Drug-free remission of HIV seen in ‘elite controllers’

02 Sep 2020 bởiTristan Manalac
Drug-free remission of HIV seen in ‘elite controllers’

Elite HIV controllers—those who can control viral replication without medications—have fewer proviral sequences, a recent study has found. These viral genomes appear to be more concentrated in inaccessible and transcriptionally repressed areas of the genome.

“[I]t is likely that deep viral latency in elite controllers is a dynamic process, and that occasional bursts of viral transcription may occur despite genomic and epigenetic features of integration sites restricting viral gene expression,” researchers said.

In order to profile viral genomes with great resolution, researchers performed full-length individual provirus sequencing on a cohort of elite controllers who had maintained undetectable HIV-1 levels for a median of 9 years. The same was done for a reference cohort of HIV-1 patients who had been on antiretroviral treatment (ART) for a similar duration.

Proviral genome analysis in 64 elite controllers and 41 ART-treated comparators showed that the per-person median count of proviral amplification products was significantly lower in elite controllers (p<0.001). This was true for both total and near-full-length intact HIV-1 DNA sequences. Notably, elite controllers had a higher proportion of intact proviral genomes than ART-treated references. [Nature 2020;doi:10.1038/s41586-020-2651-8]

To evaluate the landscape of the viral reservoir, the researchers focused on 11 elite controllers who had a sufficient number of cells for analysis. They found that intact proviral sequences integrated themselves into a total of 92 sites. Compared with ART-treated individuals, a significantly larger proportion of intact viral genomes were inserted in nongenic or pseudogenic regions (45 percent vs 17.8 percent; p=00051).
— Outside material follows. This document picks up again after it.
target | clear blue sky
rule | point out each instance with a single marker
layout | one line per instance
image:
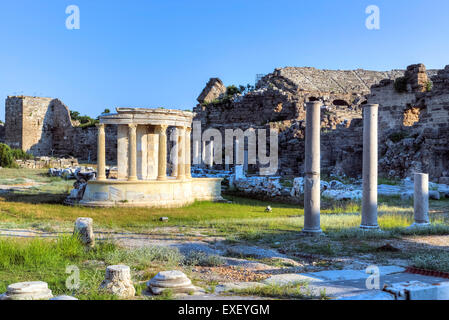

Moreover, sequences in elite controllers located in nongenic sites were often in the vicinity of centromeric satellite or microsatellite DNA, which are noncoding regions of the genome, consisting of stretches of densely packed heterochromatin devoid of protein-coding genes.

In cases were viral genomes were integrated at genic sites, elite controllers saw that insertion happened almost exclusively at introns that were transcriptionally weak, or in genes that are typically modified to be transcriptionally weak.

“[T]his work identifies a markedly distinct reservoir landscape of intact proviral sequences in peripheral blood mononuclear cells from individuals with durable natural control of HIV-1, characterized by features of integration sites that are highly suggestive of deep latency,” the researchers said.

In an in vitro experiment, they infected CD4+ T-cells from 12 elite controllers and nine healthy controls with an HIV-1 construct that also encoded for a fluorescent protein. They found no statistical evidence for the preferential insertion of proviral sequences in non-genic or transcriptionally repressed sites in elite controllers.

“We propose that the distinct reservoir configuration in elite controllers is not related to altered preferences for integration site locations during acute HIV-1 infection in elite controllers, but instead represents the result of cell-mediated immune selection forces that preferentially eliminate proviral sequences that are more permissive to viral transcription,” the researchers explained.

“[I]t is hoped that future longitudinal evaluations will be informative for designing strategies to induce long-term drug-free remission of HIV-1 infection in larger populations of individuals,” they added.